In this tutorial, we construct nodes and pipelines for a price-prediction model to illustrate the steps of a typical Kedro workflow.

The tutorial takes about 30 minutes to complete. You will work in the terminal and by inspecting project files in an IDE or text editor. There is no Jupyter notebook for the project.

It is 2160, and the space tourism industry is booming. Globally, thousands of space shuttle companies take tourists to the Moon and back. You have been able to source data that lists the amenities offered in each space shuttle, customer reviews, and company information.

Project: You want to construct a model that predicts the price for each trip to the Moon and the corresponding return flight.

Tutorial steps¶

Photo by Ivan Diaz on Unsplash

Watch the video¶

Get help¶

If you encounter an issue with the tutorial:

Check the spaceflights tutorial FAQ to see if we have answered the question already.
Use Kedro-Viz to visualise your project and better understand how the datasets, nodes, and pipelines fit together.
Use the #questions channel on our Slack channel to ask the community for help.
Search the searchable archive of Slack discussions.

Terminology¶

We explain any Kedro-specific terminology as we introduce it, and further information can be found in the glossary. Some additional terminology may not be familiar to some readers, such as the concepts below.

Project root directory¶

Also known as the "root directory," this is the parent folder for the entire project. It is the top-level folder that contains all other files and directories associated with the project.

Dependencies¶

These are Python packages or libraries that an individual project depends upon to complete a task. For example, the Spaceflights tutorial project depends on the scikit-learn library.

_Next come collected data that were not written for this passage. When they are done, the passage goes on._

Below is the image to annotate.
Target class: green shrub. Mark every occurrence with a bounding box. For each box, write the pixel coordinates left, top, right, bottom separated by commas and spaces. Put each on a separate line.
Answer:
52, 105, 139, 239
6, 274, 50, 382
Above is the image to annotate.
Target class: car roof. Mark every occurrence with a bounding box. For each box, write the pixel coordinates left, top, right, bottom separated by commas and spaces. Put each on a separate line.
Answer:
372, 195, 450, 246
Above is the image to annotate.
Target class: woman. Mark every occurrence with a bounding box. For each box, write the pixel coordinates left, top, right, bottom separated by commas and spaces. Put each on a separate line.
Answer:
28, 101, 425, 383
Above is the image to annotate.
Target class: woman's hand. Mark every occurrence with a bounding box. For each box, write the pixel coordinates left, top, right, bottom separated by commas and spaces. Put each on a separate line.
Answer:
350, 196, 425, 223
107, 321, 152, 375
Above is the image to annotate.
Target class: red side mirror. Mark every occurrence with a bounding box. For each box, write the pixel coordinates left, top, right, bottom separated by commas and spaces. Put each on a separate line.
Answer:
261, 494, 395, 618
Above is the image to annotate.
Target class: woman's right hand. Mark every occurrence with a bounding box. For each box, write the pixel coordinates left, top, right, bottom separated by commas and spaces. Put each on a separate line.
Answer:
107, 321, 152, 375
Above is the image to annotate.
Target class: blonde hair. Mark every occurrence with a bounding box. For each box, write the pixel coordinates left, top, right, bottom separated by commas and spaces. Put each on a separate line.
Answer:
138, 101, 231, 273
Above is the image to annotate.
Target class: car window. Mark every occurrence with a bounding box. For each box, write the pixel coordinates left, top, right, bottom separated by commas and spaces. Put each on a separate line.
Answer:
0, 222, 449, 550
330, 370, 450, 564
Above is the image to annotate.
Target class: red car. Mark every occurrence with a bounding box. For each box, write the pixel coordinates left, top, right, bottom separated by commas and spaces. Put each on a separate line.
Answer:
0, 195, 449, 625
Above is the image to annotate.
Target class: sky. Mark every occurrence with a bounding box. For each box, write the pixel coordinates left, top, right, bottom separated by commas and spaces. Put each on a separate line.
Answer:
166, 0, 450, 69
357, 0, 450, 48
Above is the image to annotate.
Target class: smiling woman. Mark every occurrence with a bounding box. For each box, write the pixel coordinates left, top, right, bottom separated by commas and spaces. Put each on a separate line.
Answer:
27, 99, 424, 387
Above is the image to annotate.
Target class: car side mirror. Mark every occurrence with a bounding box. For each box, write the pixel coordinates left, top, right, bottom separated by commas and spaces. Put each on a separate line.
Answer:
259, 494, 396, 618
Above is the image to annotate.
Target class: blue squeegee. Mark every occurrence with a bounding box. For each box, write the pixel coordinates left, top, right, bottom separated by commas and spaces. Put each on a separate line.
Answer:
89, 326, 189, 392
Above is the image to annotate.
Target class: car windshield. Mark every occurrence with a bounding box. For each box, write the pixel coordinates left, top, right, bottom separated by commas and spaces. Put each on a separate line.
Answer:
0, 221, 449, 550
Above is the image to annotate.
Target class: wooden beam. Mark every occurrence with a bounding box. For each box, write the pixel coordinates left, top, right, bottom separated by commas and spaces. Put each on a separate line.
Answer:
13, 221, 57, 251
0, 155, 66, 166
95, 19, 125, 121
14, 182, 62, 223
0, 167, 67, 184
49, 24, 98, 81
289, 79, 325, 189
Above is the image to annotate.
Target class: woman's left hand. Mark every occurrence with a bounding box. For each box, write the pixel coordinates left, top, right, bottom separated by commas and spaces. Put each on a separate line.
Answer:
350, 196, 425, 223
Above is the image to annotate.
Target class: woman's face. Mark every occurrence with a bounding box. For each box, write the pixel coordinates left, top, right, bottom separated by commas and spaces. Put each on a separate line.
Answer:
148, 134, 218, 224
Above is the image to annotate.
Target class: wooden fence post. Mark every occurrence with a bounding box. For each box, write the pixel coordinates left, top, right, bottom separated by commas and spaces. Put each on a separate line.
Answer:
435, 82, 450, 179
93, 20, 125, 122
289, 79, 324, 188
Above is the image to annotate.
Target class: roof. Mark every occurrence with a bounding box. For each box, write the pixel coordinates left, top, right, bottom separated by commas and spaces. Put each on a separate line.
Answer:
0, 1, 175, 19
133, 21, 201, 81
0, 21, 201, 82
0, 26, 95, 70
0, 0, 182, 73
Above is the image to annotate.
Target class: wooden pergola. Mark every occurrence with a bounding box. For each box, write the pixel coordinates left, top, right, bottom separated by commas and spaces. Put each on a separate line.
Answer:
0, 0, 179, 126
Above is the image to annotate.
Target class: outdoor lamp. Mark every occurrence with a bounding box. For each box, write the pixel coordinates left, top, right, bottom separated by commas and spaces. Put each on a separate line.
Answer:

Standard development workflow¶

When you build a Kedro project, you will typically follow a standard development workflow:

Set up the project template
- Create a new project and install project dependencies.
- Configure credentials and any other sensitive/personal content, and logging.
Set up the data
- Add data to the data folder.
- Reference all datasets for the project.
Create the pipeline
- Construct nodes to make up the pipeline.
- Choose how to run the pipeline: sequentially or in parallel.
Package the project
- Build the project documentation.
- Package the project for distribution.